The region was also an important and strategic part of the Mayan Empire, and ancient ruins abound. Most notably, it is here that you will find the Altun Ha and Lamanai ruins, two of the country's most popular and important Mayan sites. Lesser sites like Cuello, Cerros, Santa Rita, and Noh Mul are also possible stops for true aficionados. Finally, northern Belize is home to three unique and isolated lodges: Belize Resort and Spa, Chan Chich Lodge, and Lamanai Outpost Lodge.

For our purposes, "northern Belize" refers to the northern section of the Belize District, as well as the entire Orange Walk and Corozal districts.

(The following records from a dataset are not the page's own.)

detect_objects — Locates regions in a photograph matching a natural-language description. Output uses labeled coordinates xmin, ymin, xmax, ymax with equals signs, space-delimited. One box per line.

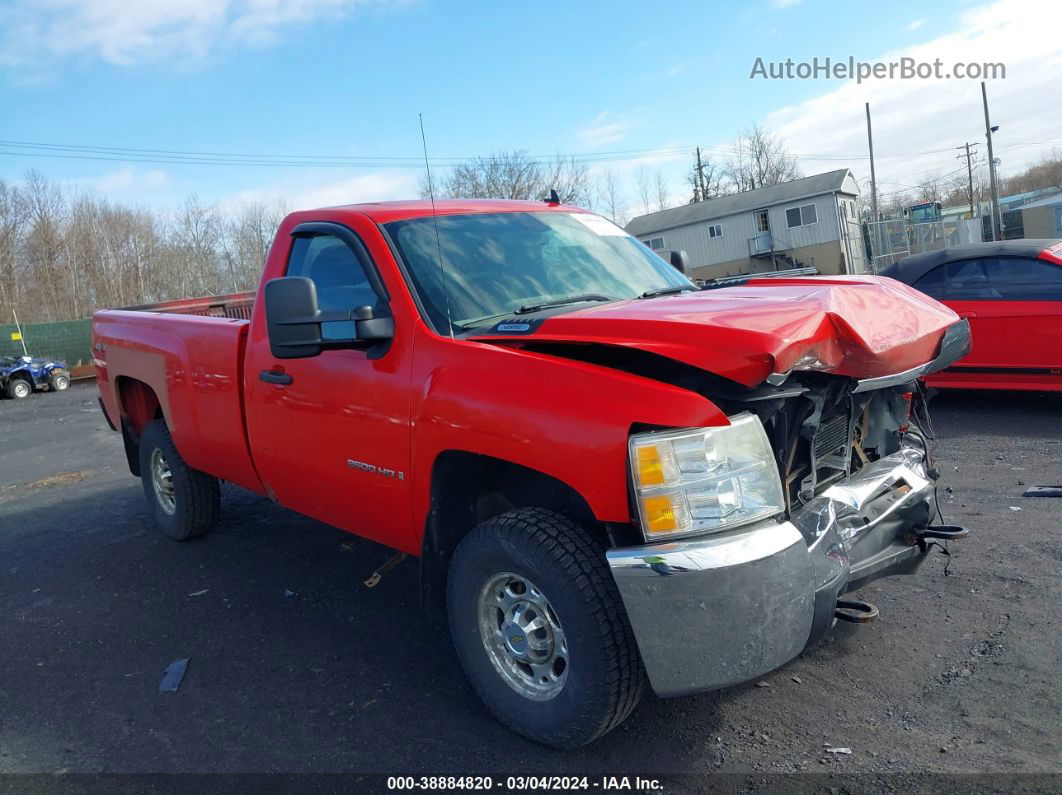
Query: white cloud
xmin=0 ymin=0 xmax=398 ymax=67
xmin=907 ymin=18 xmax=926 ymax=31
xmin=768 ymin=0 xmax=803 ymax=8
xmin=225 ymin=170 xmax=419 ymax=211
xmin=762 ymin=0 xmax=1062 ymax=195
xmin=575 ymin=111 xmax=635 ymax=149
xmin=90 ymin=166 xmax=170 ymax=193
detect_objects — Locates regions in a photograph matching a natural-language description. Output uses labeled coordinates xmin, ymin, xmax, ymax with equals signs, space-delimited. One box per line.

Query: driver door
xmin=243 ymin=223 xmax=415 ymax=551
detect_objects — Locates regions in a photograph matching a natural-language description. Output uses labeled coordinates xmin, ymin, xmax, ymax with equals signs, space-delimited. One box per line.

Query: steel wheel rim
xmin=55 ymin=377 xmax=69 ymax=390
xmin=477 ymin=572 xmax=569 ymax=701
xmin=150 ymin=448 xmax=177 ymax=515
xmin=13 ymin=381 xmax=29 ymax=398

The land here is low and plain, with massive sugar cane, citrus, soybean, and pineapple plantations set amidst large swaths of forests; swamps; lagoons; and slow, steamy jungle rivers. Belize's Northern Highway runs from Belize City to the Mexican border, a little over 161km (100 miles) away. The road is not in good shape, and the scenery tends to be flat and monotonous. There are few people and fewer population centers. There are only two cities of any note along the way, and both are actually designated as towns, Orange Walk Town and Corozal Town. Of these, only Corozal, with its seaside setting and proximity to the Mexican border and Shipstern Wildlife Reserve, is a destination with much appeal to travelers. Orange Walk, for its part, serves mainly as a gateway to the Lamanai ruins and the Río Bravo Conservation Area.

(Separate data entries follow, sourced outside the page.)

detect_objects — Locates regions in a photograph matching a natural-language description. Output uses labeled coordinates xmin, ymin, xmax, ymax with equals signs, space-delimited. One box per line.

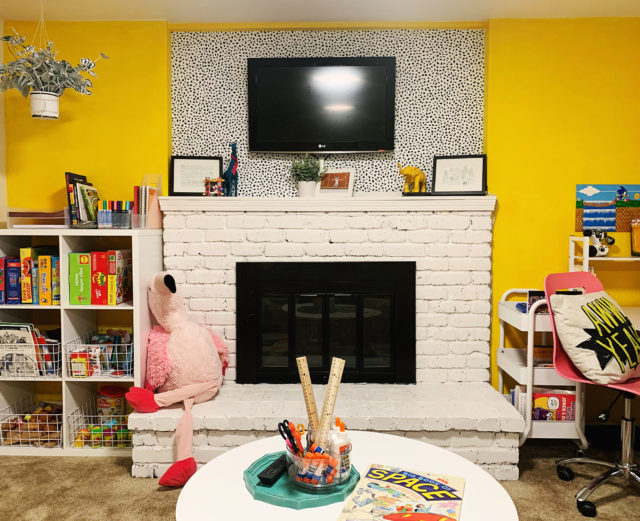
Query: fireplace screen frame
xmin=236 ymin=261 xmax=416 ymax=384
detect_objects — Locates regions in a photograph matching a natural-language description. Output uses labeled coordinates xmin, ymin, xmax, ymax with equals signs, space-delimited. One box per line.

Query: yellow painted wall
xmin=486 ymin=18 xmax=640 ymax=418
xmin=3 ymin=21 xmax=169 ymax=211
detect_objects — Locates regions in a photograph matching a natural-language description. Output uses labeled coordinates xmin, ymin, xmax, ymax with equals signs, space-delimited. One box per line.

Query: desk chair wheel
xmin=557 ymin=465 xmax=574 ymax=481
xmin=577 ymin=500 xmax=596 ymax=517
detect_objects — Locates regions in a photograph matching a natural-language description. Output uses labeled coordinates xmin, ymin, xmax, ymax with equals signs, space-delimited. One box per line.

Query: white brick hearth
xmin=130 ymin=194 xmax=524 ymax=480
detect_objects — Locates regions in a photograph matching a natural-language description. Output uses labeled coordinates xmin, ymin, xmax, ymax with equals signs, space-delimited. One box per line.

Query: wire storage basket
xmin=67 ymin=332 xmax=133 ymax=378
xmin=0 ymin=396 xmax=62 ymax=448
xmin=0 ymin=341 xmax=62 ymax=378
xmin=68 ymin=399 xmax=131 ymax=449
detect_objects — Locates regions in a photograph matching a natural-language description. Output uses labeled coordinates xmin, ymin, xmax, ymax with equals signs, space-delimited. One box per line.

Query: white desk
xmin=176 ymin=431 xmax=518 ymax=521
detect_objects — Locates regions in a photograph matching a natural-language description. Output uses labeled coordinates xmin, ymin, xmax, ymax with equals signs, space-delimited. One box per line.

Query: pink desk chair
xmin=545 ymin=271 xmax=640 ymax=517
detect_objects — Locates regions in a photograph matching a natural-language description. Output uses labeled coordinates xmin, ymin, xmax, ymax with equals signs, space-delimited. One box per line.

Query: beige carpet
xmin=0 ymin=441 xmax=638 ymax=521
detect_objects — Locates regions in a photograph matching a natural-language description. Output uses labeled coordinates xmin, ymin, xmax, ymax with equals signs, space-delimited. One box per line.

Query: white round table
xmin=176 ymin=431 xmax=518 ymax=520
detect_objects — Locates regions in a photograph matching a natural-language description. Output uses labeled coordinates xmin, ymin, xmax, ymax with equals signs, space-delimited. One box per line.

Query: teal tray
xmin=243 ymin=451 xmax=360 ymax=510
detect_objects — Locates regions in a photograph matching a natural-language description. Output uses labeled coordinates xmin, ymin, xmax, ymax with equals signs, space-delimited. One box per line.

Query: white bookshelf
xmin=0 ymin=228 xmax=162 ymax=455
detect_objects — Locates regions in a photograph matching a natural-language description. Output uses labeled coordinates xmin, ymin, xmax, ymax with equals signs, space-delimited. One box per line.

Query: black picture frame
xmin=169 ymin=155 xmax=223 ymax=196
xmin=431 ymin=154 xmax=487 ymax=196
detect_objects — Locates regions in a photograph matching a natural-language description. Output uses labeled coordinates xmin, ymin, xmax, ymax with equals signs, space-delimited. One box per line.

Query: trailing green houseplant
xmin=290 ymin=154 xmax=327 ymax=182
xmin=0 ymin=29 xmax=108 ymax=118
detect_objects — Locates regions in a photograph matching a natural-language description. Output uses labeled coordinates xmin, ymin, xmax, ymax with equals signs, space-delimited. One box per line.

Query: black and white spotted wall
xmin=171 ymin=30 xmax=484 ymax=196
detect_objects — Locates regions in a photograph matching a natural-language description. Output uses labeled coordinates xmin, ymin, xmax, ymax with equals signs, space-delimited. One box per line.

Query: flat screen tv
xmin=248 ymin=57 xmax=396 ymax=153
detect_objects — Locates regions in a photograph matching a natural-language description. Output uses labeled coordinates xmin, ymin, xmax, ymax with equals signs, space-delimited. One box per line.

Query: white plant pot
xmin=297 ymin=181 xmax=318 ymax=198
xmin=30 ymin=92 xmax=59 ymax=119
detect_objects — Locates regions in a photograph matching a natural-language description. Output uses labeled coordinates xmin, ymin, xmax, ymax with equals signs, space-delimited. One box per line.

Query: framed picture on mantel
xmin=169 ymin=156 xmax=223 ymax=196
xmin=431 ymin=154 xmax=487 ymax=196
xmin=316 ymin=169 xmax=354 ymax=197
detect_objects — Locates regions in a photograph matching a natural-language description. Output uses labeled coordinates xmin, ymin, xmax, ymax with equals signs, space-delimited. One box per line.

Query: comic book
xmin=336 ymin=464 xmax=465 ymax=521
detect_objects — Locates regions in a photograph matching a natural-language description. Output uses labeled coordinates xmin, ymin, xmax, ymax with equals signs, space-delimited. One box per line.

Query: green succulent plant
xmin=0 ymin=29 xmax=108 ymax=97
xmin=290 ymin=154 xmax=327 ymax=182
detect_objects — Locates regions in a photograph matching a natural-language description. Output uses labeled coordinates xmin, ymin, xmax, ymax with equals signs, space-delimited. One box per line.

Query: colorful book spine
xmin=5 ymin=258 xmax=21 ymax=304
xmin=91 ymin=251 xmax=109 ymax=305
xmin=52 ymin=257 xmax=61 ymax=305
xmin=69 ymin=253 xmax=91 ymax=305
xmin=0 ymin=257 xmax=5 ymax=304
xmin=39 ymin=256 xmax=52 ymax=305
xmin=19 ymin=248 xmax=33 ymax=304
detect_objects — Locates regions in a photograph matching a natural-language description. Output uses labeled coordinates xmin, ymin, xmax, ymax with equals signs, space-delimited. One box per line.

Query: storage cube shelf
xmin=0 ymin=229 xmax=162 ymax=455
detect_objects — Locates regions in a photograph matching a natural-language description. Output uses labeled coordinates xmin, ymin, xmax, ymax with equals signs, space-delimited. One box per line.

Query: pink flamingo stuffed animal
xmin=126 ymin=272 xmax=229 ymax=487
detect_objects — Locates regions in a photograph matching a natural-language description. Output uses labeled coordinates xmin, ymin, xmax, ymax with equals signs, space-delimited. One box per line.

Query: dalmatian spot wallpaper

Much of this area was originally settled by immigrants fleeing southern Mexico's Yucatán peninsula during the Caste Wars of the mid-19th century. This is undoubtedly the most Spanish region in Belize. However, it is also the region with the largest concentration of Mennonite communities. Members of this somewhat radical and oft-persecuted Christian order have thrived in this farming area. You can't miss the Mennonites in their distinctive, heavy, home-sewn garb and horse-drawn carriages.